AGO1 stability is compromised in CARP9 mutants. A, AGO1 levels quantified by immunoblot in samples extracted from carp9 mutants and control plants. Levels of ACTIN were measured as a loading control. B and C, Expression of pri-miRNA168 (B) and AGO1 (C) as measured by RT-qPCR. AGO1 transcript levels were measured using two sets of primers; a pair amplifying the 3′ end of the transcript (Primers A) and a pair flanking the miR168 recognition site in the AGO1 mRNA (Primers B). Error bars show means ± 2× se (n = 4. Asterisks indicate significance by two-tailed, unpaired t test (*P < 0.05). D, AGO1 levels, as measured by immunoblots, in cytoplasmic or nuclear cell fractionated samples. ACTIN and Histone 3 (H3) were used to verify the purity of the fractions.
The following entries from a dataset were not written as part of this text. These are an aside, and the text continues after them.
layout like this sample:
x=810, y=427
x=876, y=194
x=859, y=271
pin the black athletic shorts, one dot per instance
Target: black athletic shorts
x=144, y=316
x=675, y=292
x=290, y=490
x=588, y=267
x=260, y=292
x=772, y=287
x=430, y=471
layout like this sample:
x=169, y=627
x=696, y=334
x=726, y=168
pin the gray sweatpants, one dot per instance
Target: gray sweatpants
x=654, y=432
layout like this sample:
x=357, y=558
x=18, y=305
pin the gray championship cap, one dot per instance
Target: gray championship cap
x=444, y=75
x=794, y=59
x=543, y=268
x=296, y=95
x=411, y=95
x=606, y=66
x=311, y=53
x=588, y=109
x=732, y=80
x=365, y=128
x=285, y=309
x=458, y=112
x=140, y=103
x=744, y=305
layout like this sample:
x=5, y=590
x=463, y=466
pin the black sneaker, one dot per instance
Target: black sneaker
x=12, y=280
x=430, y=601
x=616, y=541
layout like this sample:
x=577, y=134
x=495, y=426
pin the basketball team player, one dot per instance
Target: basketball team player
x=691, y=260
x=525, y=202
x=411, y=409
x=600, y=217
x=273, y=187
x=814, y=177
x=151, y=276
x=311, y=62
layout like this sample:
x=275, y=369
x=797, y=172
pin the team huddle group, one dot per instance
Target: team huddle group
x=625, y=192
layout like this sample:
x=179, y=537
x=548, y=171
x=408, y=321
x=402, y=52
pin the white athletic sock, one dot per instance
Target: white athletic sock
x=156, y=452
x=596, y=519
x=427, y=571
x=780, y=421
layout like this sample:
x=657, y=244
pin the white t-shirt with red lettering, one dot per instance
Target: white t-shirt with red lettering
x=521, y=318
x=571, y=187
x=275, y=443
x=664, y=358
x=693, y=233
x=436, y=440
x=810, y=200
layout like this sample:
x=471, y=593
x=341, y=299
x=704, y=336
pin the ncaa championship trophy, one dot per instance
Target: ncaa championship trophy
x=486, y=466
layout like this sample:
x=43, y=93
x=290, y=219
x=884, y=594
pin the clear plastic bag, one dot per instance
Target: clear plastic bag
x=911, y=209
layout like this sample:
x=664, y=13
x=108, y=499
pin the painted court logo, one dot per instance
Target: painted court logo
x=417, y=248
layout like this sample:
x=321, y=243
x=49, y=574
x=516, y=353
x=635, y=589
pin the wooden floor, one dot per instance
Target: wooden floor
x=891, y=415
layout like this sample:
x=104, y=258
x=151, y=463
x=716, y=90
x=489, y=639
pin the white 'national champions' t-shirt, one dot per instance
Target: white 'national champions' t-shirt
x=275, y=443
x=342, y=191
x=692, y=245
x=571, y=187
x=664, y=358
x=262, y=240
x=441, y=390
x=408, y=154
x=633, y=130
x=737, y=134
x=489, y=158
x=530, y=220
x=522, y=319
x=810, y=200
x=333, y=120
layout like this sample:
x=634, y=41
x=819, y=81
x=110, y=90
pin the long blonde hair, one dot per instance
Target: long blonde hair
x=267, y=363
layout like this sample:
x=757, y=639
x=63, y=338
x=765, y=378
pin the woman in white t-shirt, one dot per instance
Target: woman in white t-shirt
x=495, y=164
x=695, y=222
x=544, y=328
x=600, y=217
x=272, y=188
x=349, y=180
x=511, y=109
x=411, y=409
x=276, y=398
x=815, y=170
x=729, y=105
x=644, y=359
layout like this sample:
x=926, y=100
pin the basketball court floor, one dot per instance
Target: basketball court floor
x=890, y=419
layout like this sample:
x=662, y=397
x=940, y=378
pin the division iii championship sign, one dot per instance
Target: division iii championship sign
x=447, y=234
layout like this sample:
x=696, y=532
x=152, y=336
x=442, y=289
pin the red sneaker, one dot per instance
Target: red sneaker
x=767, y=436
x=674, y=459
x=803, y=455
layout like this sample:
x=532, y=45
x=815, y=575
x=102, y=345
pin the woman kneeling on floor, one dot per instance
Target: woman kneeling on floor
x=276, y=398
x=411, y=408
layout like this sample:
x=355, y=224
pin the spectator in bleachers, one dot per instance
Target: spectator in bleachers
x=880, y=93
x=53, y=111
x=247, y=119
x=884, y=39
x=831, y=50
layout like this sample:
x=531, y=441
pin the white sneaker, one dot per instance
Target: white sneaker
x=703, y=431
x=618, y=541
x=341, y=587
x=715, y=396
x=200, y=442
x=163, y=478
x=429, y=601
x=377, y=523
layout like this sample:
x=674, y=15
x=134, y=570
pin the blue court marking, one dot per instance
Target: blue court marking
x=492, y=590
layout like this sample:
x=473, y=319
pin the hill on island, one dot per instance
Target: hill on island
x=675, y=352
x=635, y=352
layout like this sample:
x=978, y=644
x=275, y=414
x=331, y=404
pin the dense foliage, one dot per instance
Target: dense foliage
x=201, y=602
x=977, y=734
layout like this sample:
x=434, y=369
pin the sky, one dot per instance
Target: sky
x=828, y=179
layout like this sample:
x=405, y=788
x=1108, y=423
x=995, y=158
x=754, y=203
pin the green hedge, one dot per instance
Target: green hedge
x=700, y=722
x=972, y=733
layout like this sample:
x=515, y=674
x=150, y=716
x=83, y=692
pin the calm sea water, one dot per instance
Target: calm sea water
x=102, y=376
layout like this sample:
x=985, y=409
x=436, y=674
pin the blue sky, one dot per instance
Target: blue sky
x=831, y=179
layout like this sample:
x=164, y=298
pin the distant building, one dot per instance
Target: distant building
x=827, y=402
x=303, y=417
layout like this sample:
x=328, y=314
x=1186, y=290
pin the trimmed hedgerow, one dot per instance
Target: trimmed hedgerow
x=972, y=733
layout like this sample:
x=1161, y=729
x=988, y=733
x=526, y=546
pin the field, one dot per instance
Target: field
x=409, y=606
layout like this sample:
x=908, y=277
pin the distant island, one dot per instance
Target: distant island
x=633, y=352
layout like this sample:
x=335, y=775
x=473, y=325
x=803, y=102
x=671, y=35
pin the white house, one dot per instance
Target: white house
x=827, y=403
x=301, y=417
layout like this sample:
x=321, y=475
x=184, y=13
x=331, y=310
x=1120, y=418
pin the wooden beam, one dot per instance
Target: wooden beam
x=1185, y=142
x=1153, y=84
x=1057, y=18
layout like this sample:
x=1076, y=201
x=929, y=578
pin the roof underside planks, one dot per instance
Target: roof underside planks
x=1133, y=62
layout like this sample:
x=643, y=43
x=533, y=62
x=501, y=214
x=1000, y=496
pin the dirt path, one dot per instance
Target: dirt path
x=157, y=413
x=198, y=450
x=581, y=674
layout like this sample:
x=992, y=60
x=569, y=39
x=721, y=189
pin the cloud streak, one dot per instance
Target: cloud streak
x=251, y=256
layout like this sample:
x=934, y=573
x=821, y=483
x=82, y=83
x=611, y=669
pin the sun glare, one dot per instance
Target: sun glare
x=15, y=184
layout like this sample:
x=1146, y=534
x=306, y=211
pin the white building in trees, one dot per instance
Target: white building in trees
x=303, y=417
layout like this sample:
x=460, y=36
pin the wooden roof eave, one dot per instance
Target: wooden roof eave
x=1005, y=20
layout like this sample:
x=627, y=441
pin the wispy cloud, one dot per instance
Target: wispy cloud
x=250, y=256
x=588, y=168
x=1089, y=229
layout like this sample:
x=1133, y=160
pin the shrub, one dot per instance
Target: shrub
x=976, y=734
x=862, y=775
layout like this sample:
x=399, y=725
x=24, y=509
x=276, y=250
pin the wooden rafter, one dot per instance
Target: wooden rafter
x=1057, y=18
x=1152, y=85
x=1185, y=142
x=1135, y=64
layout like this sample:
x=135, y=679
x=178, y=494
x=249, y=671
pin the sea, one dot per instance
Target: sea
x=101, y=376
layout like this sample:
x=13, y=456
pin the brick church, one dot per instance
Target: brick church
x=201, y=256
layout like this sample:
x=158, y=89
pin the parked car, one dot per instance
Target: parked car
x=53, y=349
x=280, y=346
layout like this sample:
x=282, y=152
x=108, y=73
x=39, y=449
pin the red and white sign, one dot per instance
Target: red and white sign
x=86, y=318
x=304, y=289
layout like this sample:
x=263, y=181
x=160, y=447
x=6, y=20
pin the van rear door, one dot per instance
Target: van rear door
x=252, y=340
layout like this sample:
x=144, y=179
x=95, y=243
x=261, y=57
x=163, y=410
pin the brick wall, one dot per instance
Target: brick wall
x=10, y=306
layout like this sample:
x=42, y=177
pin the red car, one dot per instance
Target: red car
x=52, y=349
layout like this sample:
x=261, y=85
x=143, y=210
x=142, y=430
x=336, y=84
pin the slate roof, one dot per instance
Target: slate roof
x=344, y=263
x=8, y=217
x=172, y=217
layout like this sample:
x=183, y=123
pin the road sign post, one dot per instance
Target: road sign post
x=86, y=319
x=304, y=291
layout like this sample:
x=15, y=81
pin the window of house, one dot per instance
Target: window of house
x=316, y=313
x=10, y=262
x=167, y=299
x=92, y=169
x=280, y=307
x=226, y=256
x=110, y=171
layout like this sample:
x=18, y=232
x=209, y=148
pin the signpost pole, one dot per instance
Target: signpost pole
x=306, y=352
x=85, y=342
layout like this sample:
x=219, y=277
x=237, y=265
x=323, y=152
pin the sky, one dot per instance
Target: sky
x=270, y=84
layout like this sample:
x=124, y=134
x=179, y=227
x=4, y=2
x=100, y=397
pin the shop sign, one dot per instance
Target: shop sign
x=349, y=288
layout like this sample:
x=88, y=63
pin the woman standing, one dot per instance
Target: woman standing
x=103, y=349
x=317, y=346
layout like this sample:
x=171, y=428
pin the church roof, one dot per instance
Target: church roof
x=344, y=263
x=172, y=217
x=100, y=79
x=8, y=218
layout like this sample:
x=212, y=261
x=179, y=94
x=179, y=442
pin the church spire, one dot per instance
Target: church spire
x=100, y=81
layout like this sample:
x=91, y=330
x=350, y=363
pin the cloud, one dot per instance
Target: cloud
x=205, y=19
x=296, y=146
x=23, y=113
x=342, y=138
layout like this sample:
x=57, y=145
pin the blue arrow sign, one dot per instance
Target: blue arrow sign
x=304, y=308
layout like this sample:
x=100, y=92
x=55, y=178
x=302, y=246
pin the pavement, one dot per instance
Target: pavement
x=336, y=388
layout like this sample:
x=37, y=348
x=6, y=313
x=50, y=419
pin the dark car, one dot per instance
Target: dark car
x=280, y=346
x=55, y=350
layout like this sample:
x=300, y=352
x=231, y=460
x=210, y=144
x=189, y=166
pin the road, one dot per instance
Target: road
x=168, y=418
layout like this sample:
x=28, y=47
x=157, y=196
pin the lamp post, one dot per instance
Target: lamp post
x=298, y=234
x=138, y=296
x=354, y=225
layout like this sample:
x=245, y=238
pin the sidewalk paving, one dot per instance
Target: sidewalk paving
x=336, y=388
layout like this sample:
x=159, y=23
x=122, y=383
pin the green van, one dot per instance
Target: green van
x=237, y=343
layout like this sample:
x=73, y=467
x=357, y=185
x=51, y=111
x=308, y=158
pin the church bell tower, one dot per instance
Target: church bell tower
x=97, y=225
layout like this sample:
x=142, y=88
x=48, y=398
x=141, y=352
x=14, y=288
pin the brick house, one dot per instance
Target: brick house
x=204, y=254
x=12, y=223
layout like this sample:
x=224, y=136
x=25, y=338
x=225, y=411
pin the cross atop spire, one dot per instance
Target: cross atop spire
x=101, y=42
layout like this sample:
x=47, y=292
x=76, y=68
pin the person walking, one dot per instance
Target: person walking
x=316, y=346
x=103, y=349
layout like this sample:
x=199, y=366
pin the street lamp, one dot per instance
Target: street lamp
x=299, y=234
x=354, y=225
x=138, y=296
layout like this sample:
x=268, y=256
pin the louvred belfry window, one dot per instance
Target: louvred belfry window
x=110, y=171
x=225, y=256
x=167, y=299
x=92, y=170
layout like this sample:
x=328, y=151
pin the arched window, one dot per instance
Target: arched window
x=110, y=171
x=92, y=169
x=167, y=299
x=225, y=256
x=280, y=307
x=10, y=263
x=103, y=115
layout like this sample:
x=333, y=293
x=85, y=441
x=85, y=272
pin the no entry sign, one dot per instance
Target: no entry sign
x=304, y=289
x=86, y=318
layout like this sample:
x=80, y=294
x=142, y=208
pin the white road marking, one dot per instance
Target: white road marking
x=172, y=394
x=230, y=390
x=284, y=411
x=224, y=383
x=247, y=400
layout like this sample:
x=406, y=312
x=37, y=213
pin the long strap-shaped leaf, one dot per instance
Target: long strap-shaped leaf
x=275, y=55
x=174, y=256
E, Immunoblot quantification of AGO1 levels in mutant and control plants treated with the proteasome inhibitor MG132.

Figure 7.

A model for the role of CARP9 as a scaffold in a post-pri-miRNA processing and nuclear AGO1 loading complex. After the processing of pri-miRNAs by DCL1, the mature duplex remains associated with HYL1 and SE, which later is replaced by HEN1. CARP9 is recruited to this postprocessing complex by its binding to HYL1. Nuclear AGO1 is then associated with the complex and HSP90 interacting with CARP9, a process leading to the enhanced AGO1 stability and loading of AGO1 with the mature miRNAs. Loaded AGO1 is then exported to the cytosol to silence their target genes.